LMT MRP piston system, it is on par with the weight of the HK 416, which is heavy compare to a Direct Gas M4, but you give up in turns of weight to gain the ultimate reliability in an AR system. But With the LMT MRP piston system, you have a platform (so far) that is just as reliable as the HK 416, but at half of the cost (street price LMT at 1400.00 vs. 4000.00 for the HK 416), less recoil, softer shooting platform with slightly more common parts than the HK 416. Only remaining question is how reliable is the piston system design? This will require more than just the 2000 rounds I shot in a day, I will have to keep this gem and run a lot more rounds through it. I plan on taking this gun with me to Larry Vicker’s carbine class in South Hill, Virginia in a month time.

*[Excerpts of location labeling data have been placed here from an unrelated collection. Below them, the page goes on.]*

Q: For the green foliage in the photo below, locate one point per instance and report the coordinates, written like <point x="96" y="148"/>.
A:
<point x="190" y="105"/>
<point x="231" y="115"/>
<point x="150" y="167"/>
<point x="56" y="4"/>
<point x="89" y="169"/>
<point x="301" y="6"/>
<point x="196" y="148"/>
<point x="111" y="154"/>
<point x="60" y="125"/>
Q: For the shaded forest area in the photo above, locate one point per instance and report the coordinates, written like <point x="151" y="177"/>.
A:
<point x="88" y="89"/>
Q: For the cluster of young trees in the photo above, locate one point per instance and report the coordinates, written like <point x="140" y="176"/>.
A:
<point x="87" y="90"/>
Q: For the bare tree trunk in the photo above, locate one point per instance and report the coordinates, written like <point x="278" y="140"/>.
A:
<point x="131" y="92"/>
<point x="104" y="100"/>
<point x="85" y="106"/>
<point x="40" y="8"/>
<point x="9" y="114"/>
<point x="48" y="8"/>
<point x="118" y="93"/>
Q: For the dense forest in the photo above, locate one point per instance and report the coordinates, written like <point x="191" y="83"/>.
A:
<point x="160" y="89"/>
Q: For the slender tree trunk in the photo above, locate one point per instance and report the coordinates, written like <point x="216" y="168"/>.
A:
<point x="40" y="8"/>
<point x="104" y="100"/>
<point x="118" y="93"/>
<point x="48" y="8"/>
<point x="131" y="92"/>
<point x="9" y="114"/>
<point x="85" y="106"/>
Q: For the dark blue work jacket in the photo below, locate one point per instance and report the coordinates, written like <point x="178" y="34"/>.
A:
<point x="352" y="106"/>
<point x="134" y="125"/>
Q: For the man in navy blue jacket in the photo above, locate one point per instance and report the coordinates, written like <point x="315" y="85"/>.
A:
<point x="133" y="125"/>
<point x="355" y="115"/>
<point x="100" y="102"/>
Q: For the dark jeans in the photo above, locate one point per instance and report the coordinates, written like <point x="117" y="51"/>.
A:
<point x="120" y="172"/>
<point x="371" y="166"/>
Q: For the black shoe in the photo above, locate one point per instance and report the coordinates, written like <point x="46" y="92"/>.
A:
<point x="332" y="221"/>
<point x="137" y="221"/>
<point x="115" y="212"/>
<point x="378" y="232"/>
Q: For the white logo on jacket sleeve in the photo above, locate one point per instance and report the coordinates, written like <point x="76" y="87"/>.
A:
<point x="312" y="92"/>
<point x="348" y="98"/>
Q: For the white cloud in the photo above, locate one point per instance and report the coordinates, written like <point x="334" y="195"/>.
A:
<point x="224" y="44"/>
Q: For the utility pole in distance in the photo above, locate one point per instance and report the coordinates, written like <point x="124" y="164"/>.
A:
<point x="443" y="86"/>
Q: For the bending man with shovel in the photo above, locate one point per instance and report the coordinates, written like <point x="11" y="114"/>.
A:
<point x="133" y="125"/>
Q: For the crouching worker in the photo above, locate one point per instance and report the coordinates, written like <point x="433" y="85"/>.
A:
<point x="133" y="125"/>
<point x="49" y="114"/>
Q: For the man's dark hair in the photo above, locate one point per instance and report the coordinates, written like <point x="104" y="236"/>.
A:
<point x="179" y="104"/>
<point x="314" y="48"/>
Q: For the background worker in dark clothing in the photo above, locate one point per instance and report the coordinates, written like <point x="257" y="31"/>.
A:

And for now, if you ask me which piston system to buy, I would highly recommend the LMT MRP piston system, its reliable, just as accurate, cheaper and more available to the civilian market, trecoil is smoother, front loading for an easier access to the piston and has more common parts than the HK 416 to the atandard M4 so you can stock up spare parts easier. LMT MRP piston is the clear winner in my book.